Cllr Madeline Russell, leader of Bedfordshire County Council, said: "Our grant allocation is the single biggest factor in deciding the level of council tax in the county.

"It comes as no surprise that we are at the bottom of the government's priorities and all our budget planning has been based on that eventuality.

"I know that council tax is too high, especially for older people and people on fixed incomes, so we will do our best to limit the impact of this announcement on Bedfordshire's residents."

Cllr David Beatty, leader of Hertfordshire County Council, said: "In order to balance our books we may have to make some difficult decisions, whilst continuing to provide our services for the people of Hertfordshire.

"The government announcement is disappointing and no extra money has been allocated.

"We have made our concerns very clear to government that in our major service areas we face costs that are rising significantly more than the normal rate of inflation and there is an even greater number of people entitled to our care services.

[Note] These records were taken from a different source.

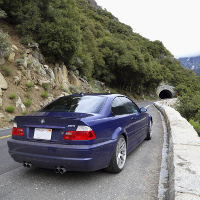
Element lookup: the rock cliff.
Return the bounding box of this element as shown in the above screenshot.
[0,22,108,128]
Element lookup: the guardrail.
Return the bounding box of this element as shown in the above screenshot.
[154,100,200,200]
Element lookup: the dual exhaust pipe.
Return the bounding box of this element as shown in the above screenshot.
[23,162,67,174]
[55,167,67,174]
[23,162,33,168]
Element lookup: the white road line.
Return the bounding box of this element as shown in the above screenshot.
[157,107,169,200]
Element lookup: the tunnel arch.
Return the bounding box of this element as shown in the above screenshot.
[157,84,176,99]
[159,90,173,99]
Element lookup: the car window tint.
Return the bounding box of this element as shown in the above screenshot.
[40,96,106,113]
[119,97,139,114]
[111,97,127,116]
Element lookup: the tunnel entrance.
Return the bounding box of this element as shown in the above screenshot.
[159,90,172,99]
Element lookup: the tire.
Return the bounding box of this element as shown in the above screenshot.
[146,120,153,140]
[104,135,127,173]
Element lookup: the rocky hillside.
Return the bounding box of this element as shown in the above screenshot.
[178,56,200,74]
[0,21,108,128]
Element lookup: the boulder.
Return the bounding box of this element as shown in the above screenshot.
[14,76,20,85]
[12,44,19,51]
[69,70,80,87]
[0,73,8,90]
[8,52,15,63]
[16,97,26,111]
[62,65,69,82]
[0,57,5,65]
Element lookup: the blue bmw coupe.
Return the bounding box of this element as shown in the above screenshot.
[8,93,153,174]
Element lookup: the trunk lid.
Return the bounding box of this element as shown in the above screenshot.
[14,112,92,144]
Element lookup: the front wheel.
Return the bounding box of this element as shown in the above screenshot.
[105,135,126,173]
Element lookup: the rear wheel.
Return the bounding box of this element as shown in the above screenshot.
[105,135,126,173]
[146,120,153,140]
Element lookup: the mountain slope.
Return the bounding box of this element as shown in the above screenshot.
[178,56,200,74]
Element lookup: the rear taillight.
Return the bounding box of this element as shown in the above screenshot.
[12,123,24,136]
[64,126,96,140]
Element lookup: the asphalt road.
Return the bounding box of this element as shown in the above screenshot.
[0,102,163,200]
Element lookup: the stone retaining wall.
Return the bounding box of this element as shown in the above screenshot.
[154,100,200,200]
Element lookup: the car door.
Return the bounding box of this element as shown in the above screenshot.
[119,97,144,150]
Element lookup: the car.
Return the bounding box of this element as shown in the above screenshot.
[8,93,153,174]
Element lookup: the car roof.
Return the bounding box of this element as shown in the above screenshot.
[71,92,124,97]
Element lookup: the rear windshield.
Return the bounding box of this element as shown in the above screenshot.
[40,96,106,113]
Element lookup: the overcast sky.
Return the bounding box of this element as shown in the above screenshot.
[96,0,200,58]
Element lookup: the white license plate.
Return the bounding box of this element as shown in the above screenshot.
[33,128,52,140]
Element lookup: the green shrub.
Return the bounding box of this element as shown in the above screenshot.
[8,93,16,99]
[69,85,81,94]
[0,30,11,57]
[15,59,24,66]
[42,83,49,91]
[8,114,15,122]
[25,92,31,99]
[24,99,32,107]
[74,70,79,76]
[22,110,28,115]
[189,119,200,136]
[1,66,12,76]
[5,106,15,113]
[26,81,34,88]
[60,85,63,90]
[41,91,49,98]
[62,88,68,92]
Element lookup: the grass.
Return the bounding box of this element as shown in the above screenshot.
[8,93,16,99]
[41,91,49,98]
[5,106,15,113]
[24,99,32,107]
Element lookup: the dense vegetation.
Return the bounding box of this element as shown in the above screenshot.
[0,0,200,134]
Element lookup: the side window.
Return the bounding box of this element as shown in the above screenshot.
[119,97,139,114]
[111,97,127,116]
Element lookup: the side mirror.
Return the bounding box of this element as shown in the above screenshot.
[140,108,147,113]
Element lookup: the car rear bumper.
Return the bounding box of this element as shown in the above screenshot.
[8,139,116,171]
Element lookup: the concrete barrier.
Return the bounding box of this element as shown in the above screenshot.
[154,100,200,200]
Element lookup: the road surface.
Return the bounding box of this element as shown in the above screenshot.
[0,102,163,200]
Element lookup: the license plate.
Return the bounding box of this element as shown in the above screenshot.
[33,128,52,140]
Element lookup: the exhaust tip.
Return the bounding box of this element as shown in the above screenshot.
[23,162,33,168]
[60,167,67,174]
[55,167,67,174]
[23,162,28,167]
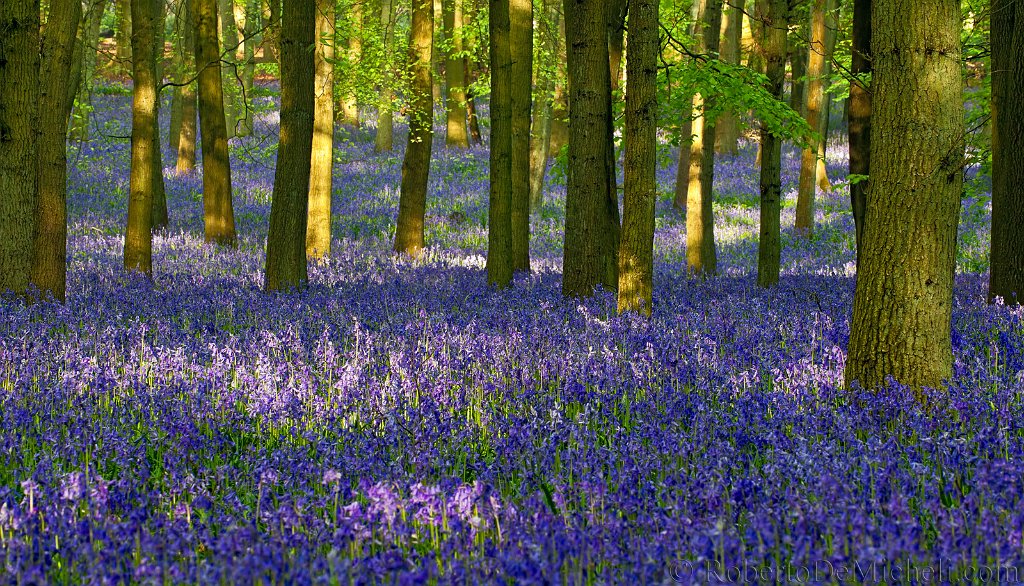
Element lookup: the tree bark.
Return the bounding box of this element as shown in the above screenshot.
[508,0,532,273]
[562,0,620,297]
[686,0,722,276]
[306,0,335,259]
[846,0,965,396]
[618,0,660,316]
[0,0,40,295]
[394,0,434,257]
[756,0,788,287]
[191,0,237,246]
[988,0,1024,304]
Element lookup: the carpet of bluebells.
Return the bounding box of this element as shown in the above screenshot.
[0,86,1024,584]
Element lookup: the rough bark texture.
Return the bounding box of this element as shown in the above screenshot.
[0,0,39,295]
[508,0,534,271]
[618,0,659,316]
[847,0,871,268]
[846,0,965,389]
[191,0,236,246]
[757,0,788,287]
[124,0,160,277]
[562,0,620,297]
[686,0,722,275]
[988,0,1024,303]
[797,0,835,236]
[487,0,513,288]
[306,0,335,258]
[442,0,469,149]
[32,1,82,301]
[394,0,434,256]
[264,0,317,291]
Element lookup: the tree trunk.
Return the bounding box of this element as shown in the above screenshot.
[686,0,722,276]
[508,0,532,273]
[529,0,561,212]
[394,0,434,257]
[124,0,160,277]
[374,0,394,153]
[0,0,40,295]
[715,0,743,155]
[562,0,620,297]
[306,0,335,259]
[442,0,469,149]
[264,0,317,291]
[988,0,1024,303]
[847,0,871,269]
[796,0,836,236]
[487,0,514,288]
[846,0,965,396]
[757,0,788,287]
[618,0,659,316]
[191,0,237,246]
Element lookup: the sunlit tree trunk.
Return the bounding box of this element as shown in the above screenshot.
[686,0,722,275]
[191,0,236,246]
[487,0,514,287]
[562,0,620,297]
[306,0,335,258]
[0,0,40,294]
[756,0,790,287]
[264,0,317,291]
[988,0,1024,303]
[394,0,434,256]
[508,0,532,271]
[124,0,160,277]
[618,0,659,316]
[442,0,469,149]
[846,0,965,390]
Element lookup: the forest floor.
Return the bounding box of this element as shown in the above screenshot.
[0,85,1024,584]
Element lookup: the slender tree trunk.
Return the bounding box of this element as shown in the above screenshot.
[797,0,836,236]
[847,0,871,270]
[529,0,561,212]
[756,0,790,287]
[442,0,469,149]
[618,0,660,316]
[125,0,160,277]
[562,0,620,297]
[374,0,394,153]
[686,0,722,276]
[0,0,40,295]
[394,0,434,257]
[487,0,514,288]
[264,0,317,291]
[846,0,965,396]
[306,0,335,259]
[988,0,1024,303]
[507,0,532,273]
[191,0,237,246]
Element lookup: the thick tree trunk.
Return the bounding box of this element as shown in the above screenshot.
[124,0,160,277]
[0,0,40,295]
[443,0,469,149]
[306,0,335,259]
[618,0,659,316]
[757,0,788,287]
[988,0,1024,303]
[264,0,317,291]
[686,0,722,276]
[508,0,532,271]
[394,0,434,257]
[562,0,620,297]
[847,0,871,268]
[191,0,237,246]
[846,0,965,390]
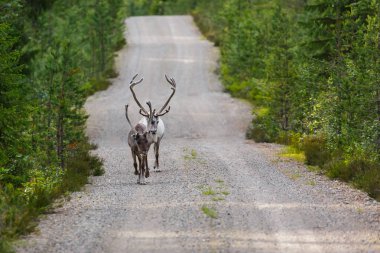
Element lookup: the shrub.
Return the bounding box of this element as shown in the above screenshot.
[354,164,380,201]
[246,108,279,142]
[302,135,331,167]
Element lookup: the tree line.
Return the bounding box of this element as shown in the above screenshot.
[129,0,380,199]
[0,0,125,249]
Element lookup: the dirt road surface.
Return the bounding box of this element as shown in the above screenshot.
[18,16,380,253]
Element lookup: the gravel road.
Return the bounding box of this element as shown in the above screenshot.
[18,16,380,253]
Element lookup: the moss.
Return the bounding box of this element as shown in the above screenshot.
[201,205,218,219]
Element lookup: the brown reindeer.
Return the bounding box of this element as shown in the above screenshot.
[125,102,153,184]
[129,74,176,171]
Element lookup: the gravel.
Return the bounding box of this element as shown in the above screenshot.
[18,16,380,253]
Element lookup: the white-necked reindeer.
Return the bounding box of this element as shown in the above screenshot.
[129,74,176,171]
[125,102,153,184]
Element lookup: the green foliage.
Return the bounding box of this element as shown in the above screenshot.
[201,205,218,219]
[246,108,280,142]
[302,135,331,167]
[128,0,380,200]
[0,0,125,249]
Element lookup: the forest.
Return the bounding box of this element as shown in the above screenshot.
[0,0,125,252]
[128,0,380,200]
[0,0,380,252]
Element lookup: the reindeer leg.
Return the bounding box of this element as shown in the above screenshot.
[154,140,161,172]
[145,156,149,178]
[132,150,139,175]
[139,157,146,184]
[137,155,141,184]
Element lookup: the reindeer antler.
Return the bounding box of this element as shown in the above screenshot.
[129,74,148,114]
[156,75,176,116]
[154,106,170,117]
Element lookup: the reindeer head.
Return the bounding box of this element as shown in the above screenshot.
[129,74,176,135]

"We are facing increased pressure due to rising costs of social care, energy and waste disposal.

"Last year there was an eighty per cent rise in the number of people needing support in their homes and this is part of an ongoing trend.

"The rising cost of oil means that we are paying a lot more for Tarmac and other road maintenance materials, plus the cost of disposing of the county's waste has risen sharply from £21m two years ago to £26m last year.

"The Local Government Association and councils have been lobbying for a better financial support package from government as we want to keep the council tax increase as low as possible, but they have not listened.